The more modern shinshōka (心粧華) style consists of:
- inoribana (祈り花)
- sainohana (才の花)
- omoibana (想い花)

Shōgonka is the festive and formal style, which developed out of the religious ceremonies and reflects the esoteric Rokudai philosophy.
Seika is the classical style based on the concepts of heaven, earth, and humans. It is viewed frontal and is placed in a tokonoma and is used for guests and ceremonies at home.

Heika and moribana are the free styles. They are based on the natural beauty of the temple, and are used either as chabana flower decoration for tea ceremonies, or bunjinbana, the poetic expression of one's emotion.

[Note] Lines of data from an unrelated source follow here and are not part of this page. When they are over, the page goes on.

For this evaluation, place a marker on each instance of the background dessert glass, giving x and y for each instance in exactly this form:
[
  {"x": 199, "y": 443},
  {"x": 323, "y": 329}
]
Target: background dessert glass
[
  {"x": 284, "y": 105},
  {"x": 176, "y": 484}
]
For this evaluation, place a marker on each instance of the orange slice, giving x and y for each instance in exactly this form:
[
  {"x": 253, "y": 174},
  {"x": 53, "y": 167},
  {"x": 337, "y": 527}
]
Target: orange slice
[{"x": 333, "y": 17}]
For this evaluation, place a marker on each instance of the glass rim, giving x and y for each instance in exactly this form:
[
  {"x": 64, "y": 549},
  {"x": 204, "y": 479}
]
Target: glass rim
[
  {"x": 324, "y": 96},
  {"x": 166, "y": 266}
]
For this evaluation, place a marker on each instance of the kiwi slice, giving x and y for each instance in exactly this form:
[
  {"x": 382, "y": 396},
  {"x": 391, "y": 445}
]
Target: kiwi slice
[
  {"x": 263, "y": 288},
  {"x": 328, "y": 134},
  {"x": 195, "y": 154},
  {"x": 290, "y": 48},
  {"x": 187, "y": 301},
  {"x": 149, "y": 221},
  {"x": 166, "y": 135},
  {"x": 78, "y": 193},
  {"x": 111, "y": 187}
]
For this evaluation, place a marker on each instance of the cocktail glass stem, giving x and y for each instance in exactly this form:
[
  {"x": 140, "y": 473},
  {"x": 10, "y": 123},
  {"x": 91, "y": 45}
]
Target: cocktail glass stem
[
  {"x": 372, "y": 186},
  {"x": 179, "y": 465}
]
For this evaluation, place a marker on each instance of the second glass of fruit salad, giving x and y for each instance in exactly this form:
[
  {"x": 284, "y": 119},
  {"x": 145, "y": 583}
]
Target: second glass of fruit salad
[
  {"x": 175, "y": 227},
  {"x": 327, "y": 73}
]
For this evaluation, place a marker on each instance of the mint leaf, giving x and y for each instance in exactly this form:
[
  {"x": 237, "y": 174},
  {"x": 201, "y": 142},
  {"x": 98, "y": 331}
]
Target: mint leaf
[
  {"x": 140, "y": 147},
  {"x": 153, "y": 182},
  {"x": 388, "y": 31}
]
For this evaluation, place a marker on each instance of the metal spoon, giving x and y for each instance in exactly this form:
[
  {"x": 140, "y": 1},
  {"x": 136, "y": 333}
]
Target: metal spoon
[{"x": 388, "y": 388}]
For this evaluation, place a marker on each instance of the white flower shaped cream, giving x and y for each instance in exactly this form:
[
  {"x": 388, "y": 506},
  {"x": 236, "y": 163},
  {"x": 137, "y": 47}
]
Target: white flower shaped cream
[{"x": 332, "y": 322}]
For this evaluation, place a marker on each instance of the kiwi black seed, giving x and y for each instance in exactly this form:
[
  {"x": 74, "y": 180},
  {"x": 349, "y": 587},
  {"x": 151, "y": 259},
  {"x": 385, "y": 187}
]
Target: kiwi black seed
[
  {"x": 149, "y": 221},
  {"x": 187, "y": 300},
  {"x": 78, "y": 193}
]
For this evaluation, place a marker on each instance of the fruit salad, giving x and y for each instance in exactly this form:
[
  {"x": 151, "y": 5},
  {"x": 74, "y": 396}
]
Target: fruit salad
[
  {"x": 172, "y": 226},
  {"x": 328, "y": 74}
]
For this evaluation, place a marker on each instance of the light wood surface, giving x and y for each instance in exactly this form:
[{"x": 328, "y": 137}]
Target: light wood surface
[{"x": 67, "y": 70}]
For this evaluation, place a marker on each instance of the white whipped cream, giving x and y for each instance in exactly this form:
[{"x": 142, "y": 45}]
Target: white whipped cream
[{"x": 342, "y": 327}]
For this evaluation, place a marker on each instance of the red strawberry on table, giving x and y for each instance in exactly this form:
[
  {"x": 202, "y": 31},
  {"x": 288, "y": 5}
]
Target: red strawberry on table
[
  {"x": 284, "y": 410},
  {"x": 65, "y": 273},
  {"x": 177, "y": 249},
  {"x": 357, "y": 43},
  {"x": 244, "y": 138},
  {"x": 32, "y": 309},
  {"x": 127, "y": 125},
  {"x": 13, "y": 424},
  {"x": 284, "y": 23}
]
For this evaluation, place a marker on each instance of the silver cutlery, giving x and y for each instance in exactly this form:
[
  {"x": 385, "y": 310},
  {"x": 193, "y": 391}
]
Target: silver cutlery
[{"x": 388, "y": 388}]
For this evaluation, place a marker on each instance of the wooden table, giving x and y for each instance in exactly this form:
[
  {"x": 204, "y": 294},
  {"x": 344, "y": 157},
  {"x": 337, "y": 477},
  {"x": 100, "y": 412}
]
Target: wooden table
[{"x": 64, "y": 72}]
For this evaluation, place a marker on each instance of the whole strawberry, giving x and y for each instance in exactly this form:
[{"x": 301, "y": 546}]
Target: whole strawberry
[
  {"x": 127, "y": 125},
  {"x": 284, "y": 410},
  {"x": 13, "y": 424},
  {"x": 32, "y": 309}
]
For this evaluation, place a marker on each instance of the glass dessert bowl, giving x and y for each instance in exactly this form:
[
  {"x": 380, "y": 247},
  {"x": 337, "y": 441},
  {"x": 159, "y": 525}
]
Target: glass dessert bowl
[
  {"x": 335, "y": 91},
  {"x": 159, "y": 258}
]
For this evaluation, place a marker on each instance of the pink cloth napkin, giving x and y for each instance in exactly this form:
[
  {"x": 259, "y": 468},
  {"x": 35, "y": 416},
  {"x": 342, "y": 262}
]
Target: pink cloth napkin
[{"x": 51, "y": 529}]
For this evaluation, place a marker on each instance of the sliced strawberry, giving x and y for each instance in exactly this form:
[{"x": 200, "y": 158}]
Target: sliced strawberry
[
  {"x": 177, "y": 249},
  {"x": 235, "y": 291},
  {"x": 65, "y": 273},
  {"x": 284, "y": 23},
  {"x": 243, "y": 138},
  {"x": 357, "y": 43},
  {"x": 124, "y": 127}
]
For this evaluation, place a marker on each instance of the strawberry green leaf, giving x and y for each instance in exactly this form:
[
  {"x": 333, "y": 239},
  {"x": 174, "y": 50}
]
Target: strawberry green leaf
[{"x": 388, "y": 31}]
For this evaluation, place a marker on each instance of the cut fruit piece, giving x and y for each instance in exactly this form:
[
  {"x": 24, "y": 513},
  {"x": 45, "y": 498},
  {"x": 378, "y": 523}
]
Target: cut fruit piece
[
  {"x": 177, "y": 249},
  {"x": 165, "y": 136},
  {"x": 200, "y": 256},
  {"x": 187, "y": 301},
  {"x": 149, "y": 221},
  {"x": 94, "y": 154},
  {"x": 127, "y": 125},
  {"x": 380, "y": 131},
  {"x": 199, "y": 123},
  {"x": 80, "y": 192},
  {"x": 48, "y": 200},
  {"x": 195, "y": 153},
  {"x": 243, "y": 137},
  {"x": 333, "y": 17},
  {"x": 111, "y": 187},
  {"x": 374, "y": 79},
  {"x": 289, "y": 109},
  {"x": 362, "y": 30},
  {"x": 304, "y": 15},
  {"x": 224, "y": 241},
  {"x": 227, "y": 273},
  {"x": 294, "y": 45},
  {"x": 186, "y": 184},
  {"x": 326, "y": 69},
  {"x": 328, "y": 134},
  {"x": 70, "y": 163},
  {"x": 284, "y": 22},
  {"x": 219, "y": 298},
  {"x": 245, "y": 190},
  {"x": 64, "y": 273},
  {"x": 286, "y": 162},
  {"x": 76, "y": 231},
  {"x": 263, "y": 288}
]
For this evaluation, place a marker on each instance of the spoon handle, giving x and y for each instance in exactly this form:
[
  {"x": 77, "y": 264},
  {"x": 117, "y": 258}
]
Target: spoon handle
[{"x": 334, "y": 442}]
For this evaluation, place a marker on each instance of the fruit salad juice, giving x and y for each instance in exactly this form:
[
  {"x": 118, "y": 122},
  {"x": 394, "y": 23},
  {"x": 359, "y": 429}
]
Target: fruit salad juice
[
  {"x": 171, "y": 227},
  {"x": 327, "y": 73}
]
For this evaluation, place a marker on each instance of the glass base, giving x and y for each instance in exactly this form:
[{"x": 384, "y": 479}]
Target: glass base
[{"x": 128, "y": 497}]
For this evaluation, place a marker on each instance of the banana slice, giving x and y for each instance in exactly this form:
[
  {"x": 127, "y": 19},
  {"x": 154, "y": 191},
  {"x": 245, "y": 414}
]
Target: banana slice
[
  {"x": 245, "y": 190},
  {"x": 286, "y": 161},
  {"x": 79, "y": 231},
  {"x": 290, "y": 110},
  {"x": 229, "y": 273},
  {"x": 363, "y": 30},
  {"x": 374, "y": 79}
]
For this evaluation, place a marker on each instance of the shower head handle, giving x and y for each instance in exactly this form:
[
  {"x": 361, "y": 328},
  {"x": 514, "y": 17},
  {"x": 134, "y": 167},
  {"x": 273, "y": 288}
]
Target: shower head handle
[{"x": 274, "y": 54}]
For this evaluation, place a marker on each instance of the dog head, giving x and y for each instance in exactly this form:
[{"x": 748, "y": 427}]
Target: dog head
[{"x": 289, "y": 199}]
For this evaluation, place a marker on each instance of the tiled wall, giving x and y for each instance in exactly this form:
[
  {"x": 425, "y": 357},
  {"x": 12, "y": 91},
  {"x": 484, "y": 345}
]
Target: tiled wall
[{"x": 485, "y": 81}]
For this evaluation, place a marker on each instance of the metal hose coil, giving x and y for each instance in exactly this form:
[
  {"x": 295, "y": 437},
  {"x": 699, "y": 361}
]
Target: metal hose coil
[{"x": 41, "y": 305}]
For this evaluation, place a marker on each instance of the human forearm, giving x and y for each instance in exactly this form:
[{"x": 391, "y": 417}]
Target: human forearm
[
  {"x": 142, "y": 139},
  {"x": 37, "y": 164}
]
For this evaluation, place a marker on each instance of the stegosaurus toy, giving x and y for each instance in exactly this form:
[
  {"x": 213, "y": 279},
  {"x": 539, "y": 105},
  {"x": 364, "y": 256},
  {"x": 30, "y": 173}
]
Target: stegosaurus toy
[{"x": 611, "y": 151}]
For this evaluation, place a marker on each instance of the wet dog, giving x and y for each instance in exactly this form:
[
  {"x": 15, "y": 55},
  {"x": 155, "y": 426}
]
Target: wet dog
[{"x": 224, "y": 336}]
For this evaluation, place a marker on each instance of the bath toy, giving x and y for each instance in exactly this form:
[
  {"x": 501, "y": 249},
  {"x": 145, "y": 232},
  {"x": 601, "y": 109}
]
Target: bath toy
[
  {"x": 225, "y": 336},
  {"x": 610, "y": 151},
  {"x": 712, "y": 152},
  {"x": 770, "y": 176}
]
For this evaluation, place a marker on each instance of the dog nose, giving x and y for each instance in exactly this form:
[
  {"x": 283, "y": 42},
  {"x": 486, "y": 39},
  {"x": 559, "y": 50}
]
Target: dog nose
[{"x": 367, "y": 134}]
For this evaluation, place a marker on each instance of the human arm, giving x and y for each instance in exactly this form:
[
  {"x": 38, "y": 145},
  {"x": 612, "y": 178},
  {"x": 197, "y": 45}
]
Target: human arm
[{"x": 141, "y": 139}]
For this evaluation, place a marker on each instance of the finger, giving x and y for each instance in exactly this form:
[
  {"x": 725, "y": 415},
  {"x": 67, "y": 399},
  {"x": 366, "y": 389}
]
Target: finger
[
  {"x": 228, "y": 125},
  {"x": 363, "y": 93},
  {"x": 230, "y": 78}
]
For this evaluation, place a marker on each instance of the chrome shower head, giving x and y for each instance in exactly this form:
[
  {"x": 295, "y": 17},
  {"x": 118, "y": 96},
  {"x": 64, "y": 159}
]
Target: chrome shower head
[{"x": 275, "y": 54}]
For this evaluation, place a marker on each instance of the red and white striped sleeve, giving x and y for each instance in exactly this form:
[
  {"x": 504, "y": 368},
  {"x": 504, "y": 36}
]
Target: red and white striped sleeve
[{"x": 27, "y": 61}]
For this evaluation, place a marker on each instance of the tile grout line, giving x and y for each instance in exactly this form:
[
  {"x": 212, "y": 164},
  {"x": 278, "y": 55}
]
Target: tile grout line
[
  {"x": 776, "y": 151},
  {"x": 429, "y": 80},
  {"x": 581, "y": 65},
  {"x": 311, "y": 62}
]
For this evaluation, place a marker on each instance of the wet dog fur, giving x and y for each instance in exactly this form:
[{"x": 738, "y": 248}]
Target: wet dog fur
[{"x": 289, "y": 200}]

The newest style is shinshōka, which tries to demonstrate the basic essentials of Saga Goryū by using as little material as possible.

Stems are cut in water since it is believed that they hold longer that way, a method called mizu-kire. The school does not use the spiked kenzan flower holders, since it would be considered a form of unnecessary destruction to the plants, but shippo (七宝留めと), which are circular metal devices that fit into the vase or bowl and fix the stems by a number of holes that stems could be fit through for arranging.